Comorbidities have a significant impact on the HRQL in PLWH,[ 23 ] and chronic health conditions are more prominent in PLWH > 50 years or older compared with the general population.[ 34 ] In the assessment of comorbidities, however, HS is often overlooked, despite its high prevalence in this analysis (>35%) and in previous studies.[ 8 ] Moreover, HIV itself and certain ART regimens can have negative metabolic outcomes, which need additional consideration in the context of lifestyle‐associated factors.[ 35 ] In a previous analysis and in this current study we did not see any impact of these HIV‐related parameters on HS or HRQL in PLWH. A recent longitudinal analysis reported a higher risk of tenofovir alafenamide and integrase inhibitors for steatosis progression.[ 5 ] To detect and screen patients at a particular risk of developing HS, NITs such as VCTE with no harmful side effects have become valuable tools in the clinical routine.[ 12 ] In this study, PLWH with HS had an overall lower HRQL, and these patients were mostly affected in the mobility and pain/discomfort dimensions. Interestingly, Balderson et al. were able to show that physical functioning was the major variable to be affected by chronic diseases in PLWH.[ 34 ] Waist circumference remained an independent predictor of impaired mobility in the subgroup with HS. Metabolic risk factors such as a high BMI may also cause more orthopedic issues, especially in the knees, with additional limitations in mobility and the ability to exercise.[ 36 ] Indeed, exercise has been shown to have positive effects on the HRQL in PLWH.[ 37 ] This may also explain the burden of the pain/discomfort dimension in these patients in addition to other comorbidities, primarily arterial hypertension or chronic back pain.[ 3 , 34 ] However, older age has also been reported to affect the pain/discomfort dimension independent of HS.[ 21 ] In the context of HS, lifestyle interventions with a change in diet and physical exercise are cornerstones in the treatment of NAFLD.[ 38 ] Therefore, it is important to educate these patients about the positive effects of lifestyle interventions to reduce weight.

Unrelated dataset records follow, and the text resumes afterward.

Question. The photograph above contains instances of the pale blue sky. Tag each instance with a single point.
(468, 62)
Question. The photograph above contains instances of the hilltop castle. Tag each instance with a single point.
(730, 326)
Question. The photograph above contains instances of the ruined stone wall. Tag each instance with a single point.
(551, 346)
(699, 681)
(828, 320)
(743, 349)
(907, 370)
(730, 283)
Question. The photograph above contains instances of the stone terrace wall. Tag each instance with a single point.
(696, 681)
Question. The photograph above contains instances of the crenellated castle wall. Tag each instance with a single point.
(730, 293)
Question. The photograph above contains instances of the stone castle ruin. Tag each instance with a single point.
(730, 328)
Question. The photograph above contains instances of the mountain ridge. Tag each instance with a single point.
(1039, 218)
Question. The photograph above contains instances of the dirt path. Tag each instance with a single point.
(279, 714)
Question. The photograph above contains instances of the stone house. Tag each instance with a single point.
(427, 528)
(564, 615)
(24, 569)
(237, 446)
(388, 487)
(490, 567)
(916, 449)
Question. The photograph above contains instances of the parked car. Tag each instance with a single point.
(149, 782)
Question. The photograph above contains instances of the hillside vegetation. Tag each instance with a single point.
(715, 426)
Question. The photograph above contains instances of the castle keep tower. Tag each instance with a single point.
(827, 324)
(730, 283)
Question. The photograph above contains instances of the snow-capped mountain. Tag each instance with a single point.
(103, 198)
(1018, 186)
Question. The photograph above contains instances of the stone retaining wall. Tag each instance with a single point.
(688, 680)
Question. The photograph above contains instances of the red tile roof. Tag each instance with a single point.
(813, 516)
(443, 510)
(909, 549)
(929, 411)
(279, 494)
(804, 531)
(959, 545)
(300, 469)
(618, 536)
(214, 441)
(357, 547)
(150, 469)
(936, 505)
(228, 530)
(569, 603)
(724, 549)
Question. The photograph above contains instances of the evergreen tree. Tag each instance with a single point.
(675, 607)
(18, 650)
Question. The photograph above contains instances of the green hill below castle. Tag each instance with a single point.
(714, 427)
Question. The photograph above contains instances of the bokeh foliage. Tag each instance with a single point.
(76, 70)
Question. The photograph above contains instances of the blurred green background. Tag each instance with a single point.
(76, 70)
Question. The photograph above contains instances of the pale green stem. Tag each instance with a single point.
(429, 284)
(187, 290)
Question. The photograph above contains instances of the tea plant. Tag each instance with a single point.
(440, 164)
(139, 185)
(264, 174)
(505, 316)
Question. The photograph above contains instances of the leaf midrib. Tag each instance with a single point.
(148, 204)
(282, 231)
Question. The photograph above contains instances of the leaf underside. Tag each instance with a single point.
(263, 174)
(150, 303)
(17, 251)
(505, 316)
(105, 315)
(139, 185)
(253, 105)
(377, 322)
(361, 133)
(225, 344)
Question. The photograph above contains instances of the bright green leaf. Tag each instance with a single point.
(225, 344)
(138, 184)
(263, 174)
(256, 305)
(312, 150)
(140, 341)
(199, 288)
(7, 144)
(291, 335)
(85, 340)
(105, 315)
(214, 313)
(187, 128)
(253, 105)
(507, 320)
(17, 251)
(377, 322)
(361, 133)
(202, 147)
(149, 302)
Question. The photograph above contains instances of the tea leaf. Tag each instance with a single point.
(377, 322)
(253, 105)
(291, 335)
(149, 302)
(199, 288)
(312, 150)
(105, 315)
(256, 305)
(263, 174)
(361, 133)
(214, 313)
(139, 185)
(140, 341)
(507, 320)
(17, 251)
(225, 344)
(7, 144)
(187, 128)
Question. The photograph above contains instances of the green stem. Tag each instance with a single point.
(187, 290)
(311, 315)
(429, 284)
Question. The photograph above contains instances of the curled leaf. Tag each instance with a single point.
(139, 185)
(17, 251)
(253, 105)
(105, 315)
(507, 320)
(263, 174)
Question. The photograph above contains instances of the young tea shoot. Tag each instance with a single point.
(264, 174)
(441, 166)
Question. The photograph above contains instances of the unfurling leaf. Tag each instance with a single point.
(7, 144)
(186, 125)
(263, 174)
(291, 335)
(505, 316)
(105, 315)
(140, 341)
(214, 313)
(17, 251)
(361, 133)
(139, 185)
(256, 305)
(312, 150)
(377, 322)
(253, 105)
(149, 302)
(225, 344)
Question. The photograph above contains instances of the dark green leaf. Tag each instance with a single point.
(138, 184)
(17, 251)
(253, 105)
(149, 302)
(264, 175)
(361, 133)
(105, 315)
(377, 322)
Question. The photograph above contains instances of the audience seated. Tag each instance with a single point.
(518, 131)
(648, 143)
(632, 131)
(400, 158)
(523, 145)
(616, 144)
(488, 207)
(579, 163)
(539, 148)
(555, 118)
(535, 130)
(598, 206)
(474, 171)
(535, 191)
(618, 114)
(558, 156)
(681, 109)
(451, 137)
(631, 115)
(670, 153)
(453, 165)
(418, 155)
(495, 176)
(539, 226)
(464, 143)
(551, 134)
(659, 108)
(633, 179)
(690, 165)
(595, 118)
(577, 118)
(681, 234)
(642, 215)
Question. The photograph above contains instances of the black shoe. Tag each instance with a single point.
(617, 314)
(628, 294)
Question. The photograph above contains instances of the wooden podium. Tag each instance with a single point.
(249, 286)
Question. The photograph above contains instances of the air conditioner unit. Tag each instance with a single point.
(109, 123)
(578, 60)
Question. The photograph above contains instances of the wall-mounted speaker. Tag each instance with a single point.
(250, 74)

The mean UI‐value of the entire cohort was 0.90 ± 0.15 (median 0.91) in the current study, which is higher than the pooled UI‐value (0.84) from various countries in a recent meta‐analysis.[ 18 ] A cohort from Vietnam showed the lowest UI‐value, and HRQL was negatively affected in symptomatic and more advanced HIV stages.[ 22 ] Using a specific HRQL questionnaire (MOS‐HIV) for PLWH, CD4+ count and viral load showed no independent association in a study from Ireland,[ 39 ] which is consistent with our findings with the EQ‐5D‐5L. Our cohort was in large parts well controlled; most had suppressed viral loads, and the median CD4+ cell count was above >500 cells/µl. Overall, the differences in these HRQL findings may be multifactorial and country‐specific.[ 25 ] According to previous studies, low socioeconomic status and income are often associated with low HRQL.[ 40 ] We were not able to see an effect of unemployment or education level on the HRQL in PLWH and without HS. Interestingly, in the subgroup of PLWH with HS, unemployment remained an independent predictor of a poor HRQL and higher education was positively correlated with better HRQL. Obesity, a major risk factor for HS, is often associated with unemployment.[ 41 ] Only recently, a study identified lower risk of NAFLD in patients with higher education, partially mediated by a better diet quality and physical activity.[ 42 ] In this regard, HS may reflect lower socioeconomic status in PLWH.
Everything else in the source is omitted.